The three-star general serving as one of the U.S. Army’s top logistics leaders has been suspended from his position this week amid an investigation into allegations he has created a toxic leadership environment.

Lt. Gen. Duane Gamble, the Army’s deputy chief of staff for logistics, who heads an office known as G-4, was suspended this week, according to a statement provided to American Military News by Army spokeswoman Cynthia Smith.

“Lt. Gen. Gamble has been suspended from his position as the Deputy Chief of Staff, G-4, pending the final outcome of a Department of the Army Inspector General investigation into allegations of creating or fostering a counterproductive leadership environment,” Smith said. “As the process is ongoing, we cannot comment further at this time.”

Task & Purpose first reported Gamble was suspended amid allegations of a “racist and toxic” work environment within G-4. Three sources, including a recently retired Army colonel, described the complaints from within Gamble’s office. They said he frequently degraded subordinates and peers and often made inappropriate comments during staff meetings.

Gamble, who is white, directed the majority of his degrading comments to black subordinates, the sources alleged.
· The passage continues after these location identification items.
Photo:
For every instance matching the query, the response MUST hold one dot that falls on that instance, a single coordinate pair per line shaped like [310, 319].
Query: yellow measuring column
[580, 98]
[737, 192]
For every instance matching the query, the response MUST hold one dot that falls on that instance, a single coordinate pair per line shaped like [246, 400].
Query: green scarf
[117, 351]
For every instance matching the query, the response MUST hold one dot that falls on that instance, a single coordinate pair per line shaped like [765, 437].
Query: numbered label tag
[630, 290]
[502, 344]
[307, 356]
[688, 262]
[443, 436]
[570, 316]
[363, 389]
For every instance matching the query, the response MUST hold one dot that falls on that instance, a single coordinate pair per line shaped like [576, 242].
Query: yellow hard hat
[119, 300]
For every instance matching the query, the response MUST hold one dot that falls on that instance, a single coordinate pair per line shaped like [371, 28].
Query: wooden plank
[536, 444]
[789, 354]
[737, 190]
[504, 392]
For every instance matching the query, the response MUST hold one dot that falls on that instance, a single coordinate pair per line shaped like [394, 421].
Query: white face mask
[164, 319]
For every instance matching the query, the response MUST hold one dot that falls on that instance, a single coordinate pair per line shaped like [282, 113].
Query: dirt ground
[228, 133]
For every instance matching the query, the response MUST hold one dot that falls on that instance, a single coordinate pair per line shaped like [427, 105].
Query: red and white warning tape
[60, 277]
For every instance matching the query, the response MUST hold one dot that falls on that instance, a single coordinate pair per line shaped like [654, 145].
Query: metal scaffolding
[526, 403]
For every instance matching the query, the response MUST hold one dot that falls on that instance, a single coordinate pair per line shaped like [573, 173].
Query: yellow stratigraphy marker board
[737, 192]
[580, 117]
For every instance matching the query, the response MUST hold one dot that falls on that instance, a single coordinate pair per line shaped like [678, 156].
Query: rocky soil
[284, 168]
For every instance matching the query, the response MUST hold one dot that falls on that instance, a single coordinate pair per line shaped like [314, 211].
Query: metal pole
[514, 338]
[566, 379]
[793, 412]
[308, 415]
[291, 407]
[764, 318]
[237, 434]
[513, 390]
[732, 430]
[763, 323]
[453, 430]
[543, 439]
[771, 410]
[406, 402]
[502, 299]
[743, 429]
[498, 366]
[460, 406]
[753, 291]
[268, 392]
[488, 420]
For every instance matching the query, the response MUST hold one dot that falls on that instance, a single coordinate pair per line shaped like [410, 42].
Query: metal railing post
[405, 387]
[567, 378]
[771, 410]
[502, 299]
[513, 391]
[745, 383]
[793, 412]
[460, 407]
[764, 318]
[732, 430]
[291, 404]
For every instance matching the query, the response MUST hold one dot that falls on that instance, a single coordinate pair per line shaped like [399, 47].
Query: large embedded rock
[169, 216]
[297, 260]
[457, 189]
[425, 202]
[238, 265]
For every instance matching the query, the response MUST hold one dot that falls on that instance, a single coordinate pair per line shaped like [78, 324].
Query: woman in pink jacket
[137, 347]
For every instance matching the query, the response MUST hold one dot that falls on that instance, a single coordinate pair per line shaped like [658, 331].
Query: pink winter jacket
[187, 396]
Gamble also allegedly disparaged black general officers he worked with and knew. Examples reportedly included Gamble saying Lt. Gen. Scott Dingle, the Army surgeon general who is black, “isn’t leading” and “doesn’t know what he’s doing.” Gamble reportedly said his predecessor, another black officer by the name of Lt. Gen. Aundre Piggee, was “flat on his ass” and “allowed the G-4 to become irrelevant.” Gamble reportedly disparaged two at least two other black peers: Lt. Gen. Jason Evans, the deputy chief of staff for installations; and Lt. Gen. Darrell Williams, director of the Defense Logistics Agency. Gamble reportedly said Evans didn’t have “a clue” and Williams would “never get it done.”

“Every Black leader that he came across was ignorant, illiterate, and frankly inept in their abilities to perform their duties,” retired Army Col. Kenneth Williams, who worked in G4, told Task & Purpose. “He made it abundantly clear to everyone in the room that’s how he felt … Every senior caucasian [general officer] ‘gets it.’ But every Black [general officer] is ‘ignorant.’” 

Gamble was also accused of making inappropriate comments following the death of George Floyd, a black man who died after a Minneapolis police officer pinned his knee to Floyd’s neck for several minutes. At one point when a minority staff member couldn’t be present at a meeting that took place after Floyd’s death, Gamble reportedly commented “I have to keep my foot on his throat all the time, he’s always screwing up.” 

“The connotation of ‘foot on the throat’ in the midst of all the George Floyd stuff — he just did not understand why that was a problem,” one source told Task & Purpose.

Gamble’s alleged behavior was reported to the Army’s Inspector General in September 2020 and the investigation was opened two months later. The Army’s investigation recently concluded and the Defense Department’s Inspector General completed its review of the Army investigation on Feb. 11. Gamble has been suspended, but the investigative process is ongoing.